Como si hubiese estado planeado para ser exactamente así, al término de sus palabras una profunda y sísmica onda agitó levemente el piso sobre el que estaban posados. Para Volun, nada estaba fuera de lo común. Sabía perfectamente que al aproximarse a los últimos dos dominios aquellos fenómenos comenzaban a ser frecuentes en el abismo. Ella no obstante, entró en un enervante estado de alerta que ya no se fue.

Otro golpetazo a la tierra. Y otro más. Al tercero ella ya no pudo resistir el seguir conteniendo sus dudas.

—¡Volun, Volun, dime qué es eso! ¡Me tiene muy, muy nerviosa y ya no puedo seguir aguantando caminar sin saber qué es! —estalló.

—No te diré contundentemente qué es, pero sí que esos temblores son causados por los últimos dos entes dominantes. Mira, paremos un poco —le pidió él, bloqueándole el paso a la chica con su brazo—. Echa un vistazo hacia allá arriba. Dime qué ves.

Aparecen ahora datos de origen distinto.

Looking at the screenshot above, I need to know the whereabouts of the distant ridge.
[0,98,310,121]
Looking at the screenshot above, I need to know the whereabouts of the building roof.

—Ah... —comentó ella, volteando hacia ahí. Su vista se halló con más piedra roja como la que había visto durante todo el recorrido, pero más allá de eso, notó dos peculiares detalles: uno, el más extraño y anormal, era algo que parecía un lejano y enorme charco de agua cristalina que parecía tener una fortísima fuente de luz blanca iluminándola desde atrás. Lo curioso de este charco, era que el agua, en lugar de estar debajo se hallaba arriba, como si la gravedad únicamente para dicho líquido funcionase inversamente. El otro, era un espantosamente enorme contenedor de piedra, como si se estuviese viendo a un lago desde abajo. Aquel contenedor tenía la peculiaridad de que, con cada temblor que agitaba el piso, se sacudía con tal violencia que derramaba galones y galones de aguas negras desde arriba, que iban a parar directamente hacia un contenedor considerablemente más pequeño posado justo debajo de él. No obstante, aguas negras no eran lo único que derramaba aquel contenedor; de vez en cuando, algún merodeador caía desde ahí hasta el contenedor de abajo o, peor aún, salía disparado para caer allá, en donde ya la niebla volvía a cubrir todo—. Bueno, veo... ¿es agua? Veo agua allá arriba. Agua blanca. Y veo...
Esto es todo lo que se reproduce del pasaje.